# How to solve fast modular exponentiations without a calculator?

I am currently preparing for my math exam and the RSA encryption system will be a part of it. But the decryption is quite hard without WolframAlpha or a calculator.

For example I have to decrypt the message $a=3$ which is already encrypted by $e$

The parameter are

• $p=13$
• $q=23$
• $N=pq=13\cdot23=299$
• $\phi(299)=264$
• encryption key $e = 151$
• decryption key $d=7$

To decrypt $a$ you need to solve the following equation

$$3^7\equiv x \ (mod \ 299)$$

According to Wolfram Alpha the solution is 94. Which theorem can I use for this problem. Little Fermat will not work because 299 isn't a prime number. Calculators aren't allowed in the exam.

• Can you solve it quickly modulo $13$ and $23$? Do you know the Chinese Remainder Theorem? PS You've asked lots of questions on this site, which is good. You should accept answers that help you. – Ethan Bolker Aug 5 '17 at 12:26
• might try Euler's theorem. – user451844 Aug 5 '17 at 12:31

## 3 Answers

By heart, $3^5=243$.

Then mentally $3^6=3\cdot243=729=131\mod299$ (subtract $300$ twice and add $2$).

And $3\cdot131=393=94\mod299$.

One of the best method for calculating power in the Cryptography is Square and Multiply Algorithm for Modular Exponentiation. The algorithm is in the following form. For example.

Please solve your question with this nice algorithm to find how it is useful for large numbers.

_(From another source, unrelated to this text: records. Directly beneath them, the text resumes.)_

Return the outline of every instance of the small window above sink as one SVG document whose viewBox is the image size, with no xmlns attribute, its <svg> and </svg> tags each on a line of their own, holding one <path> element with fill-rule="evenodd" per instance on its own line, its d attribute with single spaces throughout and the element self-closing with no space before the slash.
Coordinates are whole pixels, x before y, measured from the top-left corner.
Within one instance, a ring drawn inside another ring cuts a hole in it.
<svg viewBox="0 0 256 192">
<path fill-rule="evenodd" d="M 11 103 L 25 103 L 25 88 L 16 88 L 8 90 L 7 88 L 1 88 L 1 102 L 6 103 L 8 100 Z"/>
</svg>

• For computation by hand, it is unsure that this algorithm can beat iterative multiplies, because the numbers obtained by squaring can be larger (up to $298^2=88804$ vs. $3\cdot298=894$). – Yves Daoust Aug 5 '17 at 14:07
• Maybe in this question you right but in the general specially in RSA method, the Square and Multiply Algorithm can solved modular exponentiation easily. – Amin235 Aug 5 '17 at 14:42

$3$ is a relatively easy case (and $7$ is a low exponent), and the modulus is convenient close to $300$. So in this case repeatedly multiplying by $3$ is simple, given that (for example)
$3\times 243 \equiv 2\times 300 +3\times 43 \equiv 2+129\equiv 131 \bmod 299$
$3\times 131 \equiv 1\times 300 +3\times 31 \equiv 1+93\equiv 94 \bmod 299$

For the general case, since you know the component primes, you could solve those individually, first reducing the base by the modulus and the exponent by the totient as necessary, and then recombine due to the Chinese Remainder Theorem.

$\bmod 13 : \quad 3^3\equiv 1 \implies 3^7\equiv 3$
$\bmod 23 : \quad 3^3\equiv 4 \implies 3^7\equiv 48 \equiv 2$

$13j+3=23k+2 \implies 23k\equiv 10k\equiv 1 \bmod 13 \implies k\equiv 4 \bmod 13$

$\implies 3^7\equiv 23\cdot 4+2\equiv 94\bmod 299$.